P.S. are you sure you posted this in the right thread?
The anti vaccination mob drive me insane. Generally I find them to be pretty ignorant people with little knowledge or experience of the developing world. Its oh so easy to be against vaccinating your kid when you live in Australia where most of the diseases have been controlled and where most people vaccinate their kid. These people bludge of the immunity of the herd. Their kids are safe because every one else vaccinates theirs. It is an incredibly selfish decision. I suggest they visit Bangladesh and see the effects of Polio. Their cause is disgusting and selfish and I would ask, if they were to travel to a country where disease still killed kids regularly would they vaccinate. One I knew sheepishly said Yes. Disgusting.

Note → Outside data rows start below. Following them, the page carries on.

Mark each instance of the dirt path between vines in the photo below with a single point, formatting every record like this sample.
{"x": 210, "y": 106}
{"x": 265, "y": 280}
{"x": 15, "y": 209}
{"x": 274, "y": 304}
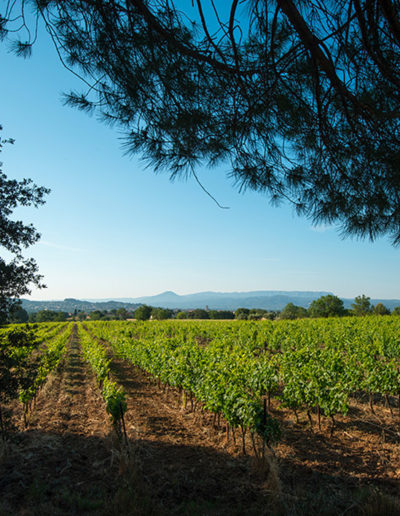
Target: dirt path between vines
{"x": 182, "y": 460}
{"x": 68, "y": 461}
{"x": 61, "y": 463}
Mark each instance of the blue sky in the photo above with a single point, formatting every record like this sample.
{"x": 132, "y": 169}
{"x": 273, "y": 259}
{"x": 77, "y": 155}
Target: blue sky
{"x": 112, "y": 228}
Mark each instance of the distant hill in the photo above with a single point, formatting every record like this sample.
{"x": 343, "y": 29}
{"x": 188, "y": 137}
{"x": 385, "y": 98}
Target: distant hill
{"x": 267, "y": 299}
{"x": 70, "y": 305}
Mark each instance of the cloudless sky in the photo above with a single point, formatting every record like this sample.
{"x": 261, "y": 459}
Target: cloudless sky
{"x": 112, "y": 228}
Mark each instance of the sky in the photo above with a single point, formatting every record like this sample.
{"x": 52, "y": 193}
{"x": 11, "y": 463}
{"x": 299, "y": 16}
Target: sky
{"x": 112, "y": 228}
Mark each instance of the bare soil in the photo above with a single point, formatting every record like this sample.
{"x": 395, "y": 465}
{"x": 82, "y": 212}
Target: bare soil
{"x": 177, "y": 461}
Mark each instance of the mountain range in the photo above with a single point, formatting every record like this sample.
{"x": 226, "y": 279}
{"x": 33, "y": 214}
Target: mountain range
{"x": 267, "y": 299}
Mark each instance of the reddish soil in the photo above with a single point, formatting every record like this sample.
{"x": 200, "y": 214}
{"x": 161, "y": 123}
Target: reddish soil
{"x": 177, "y": 462}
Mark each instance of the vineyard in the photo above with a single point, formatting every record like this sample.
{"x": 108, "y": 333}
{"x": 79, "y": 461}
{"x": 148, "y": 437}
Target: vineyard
{"x": 201, "y": 417}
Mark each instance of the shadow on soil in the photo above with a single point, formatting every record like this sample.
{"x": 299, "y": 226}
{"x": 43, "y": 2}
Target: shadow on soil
{"x": 54, "y": 474}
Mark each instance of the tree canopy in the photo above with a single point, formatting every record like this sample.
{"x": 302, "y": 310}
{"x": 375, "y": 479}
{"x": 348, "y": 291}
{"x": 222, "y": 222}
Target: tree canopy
{"x": 18, "y": 274}
{"x": 300, "y": 96}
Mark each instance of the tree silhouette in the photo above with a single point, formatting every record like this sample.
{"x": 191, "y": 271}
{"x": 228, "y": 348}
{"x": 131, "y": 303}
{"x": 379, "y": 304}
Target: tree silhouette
{"x": 300, "y": 96}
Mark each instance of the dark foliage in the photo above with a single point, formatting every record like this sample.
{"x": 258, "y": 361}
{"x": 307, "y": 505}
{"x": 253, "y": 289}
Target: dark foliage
{"x": 18, "y": 274}
{"x": 301, "y": 96}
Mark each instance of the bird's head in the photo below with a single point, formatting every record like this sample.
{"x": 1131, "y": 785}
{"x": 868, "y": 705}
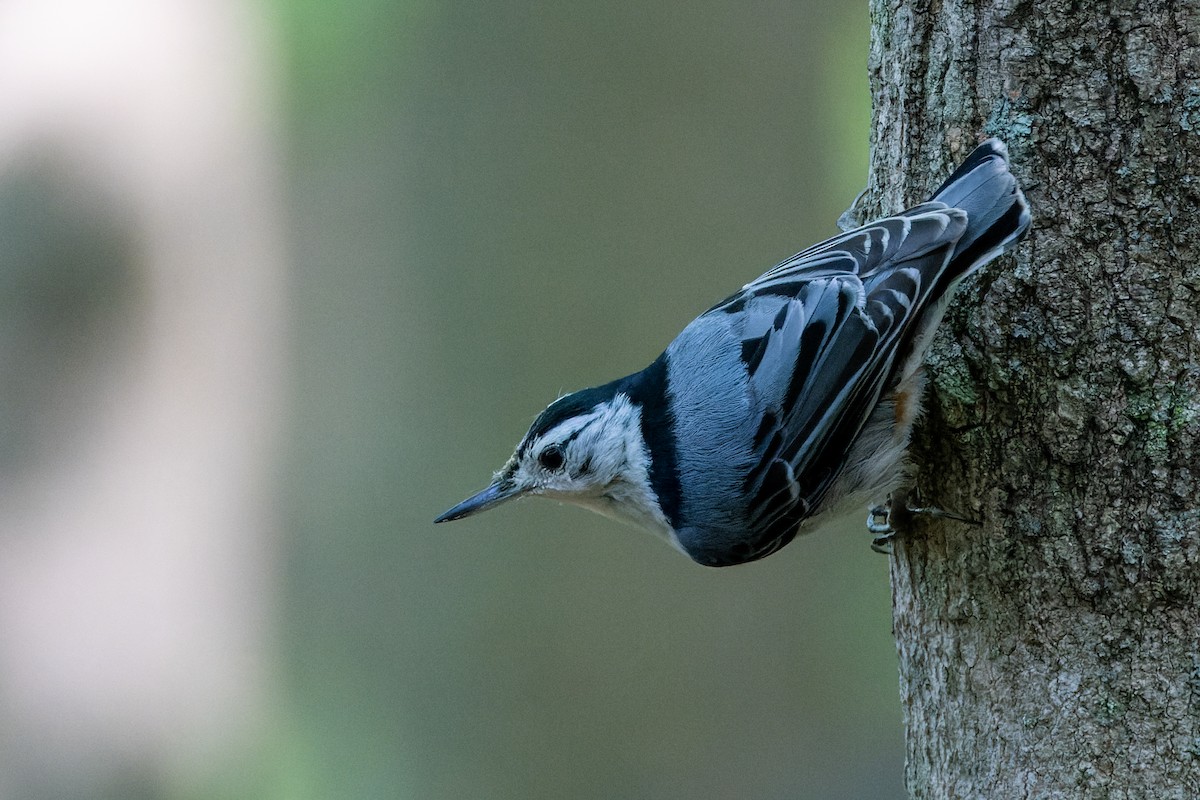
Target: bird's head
{"x": 587, "y": 449}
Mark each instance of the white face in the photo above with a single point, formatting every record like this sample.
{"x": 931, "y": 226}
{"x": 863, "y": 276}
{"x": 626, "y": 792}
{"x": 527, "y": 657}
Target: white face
{"x": 595, "y": 458}
{"x": 581, "y": 457}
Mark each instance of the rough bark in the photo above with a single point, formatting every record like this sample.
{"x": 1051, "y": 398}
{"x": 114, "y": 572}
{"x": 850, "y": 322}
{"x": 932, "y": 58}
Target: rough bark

Wakefield should have been locked up years ago. The Sunday Times newspaper found out that he had patented his own measles vaccine before publishing his Lancet paper. Business is business…
The problem is that I’ve never met a rational anti-vaccer. So what do you do with them?
Chookie @ 11, with contempt.
Treat them with contempt, that is.
David Irving (no relation) @ 13, I don’t think contempt is the right approach to take with an upset mother who is absolutely convinced her autistic 5 year old developed the condition as a result of vaccination. I gather that a not insignificant proportion of parents of autistic children are now all in the antivax camp.
I don’t know what the correct response is to such parents, but contempt isn’t it.
@SCPritch,
Of course, many of them move out of the antivax camp again when a subsequent child whom they have NOT vaccinated is also identified as neurodiverse along the autistic spectrum. Then they start to look a bit more closely at their family tree.
SCPritch @ 14, I have one son who has been diagnosed with an autistic spectrum disorder (high-functioning, thank christ, but his childhood was difficult), and another who we’re all pretty sure is at least touched. I reckon I’ve got it too. Both of them were immunised with the triple antigen, which I believe is the supposed culprit. (I may have that wrong, but I don’t actually care much.) I’m pretty sure I wouldn’t have been, as I’m nearly 60.
I also reckon that my father and grandfather had Asperger’s Syndrome, and neither of them would have been immunised against anything as children.
Bullshit needs to be called and, if necessary, mocked.
great article TT
Excellent article Tigtog, but I can’t agree with Chumpai when he says, “Thankfully rebutting anti-vaccine arguments are fairly easy”
Sure its easy to rationally demolish the arguements. Convincing people is a different matter. I have a friend who has recently been diagnosed with a terrible disease. Before that, she had a vaccination shot against a different disease. And then she was contacted by someone who thinks there is a connection. She’s absolutely, immovably convinced on the point.
Now I’ll admit its entirely possible that this is right – that the vaccine does increase the risk of the condition she has. There seem to be non-cranks that think the connection may be genuine and are doing the appropriate research. But her response has been to promote every badly written article/wingnut suggesting a possible problem with the vaccine, even when they’ve either clearly got their facts wrong (one article was reporting on research that demolished a scare campaign, and claimed the research supported it) or they’re espousing politics she would normally despise. We’re totally programmed to believe Post hoc, ergo proctor hoc and find it very hard to shake.
Today’s long overdue news: The Lancet has officially retracted the original Wakefield paper.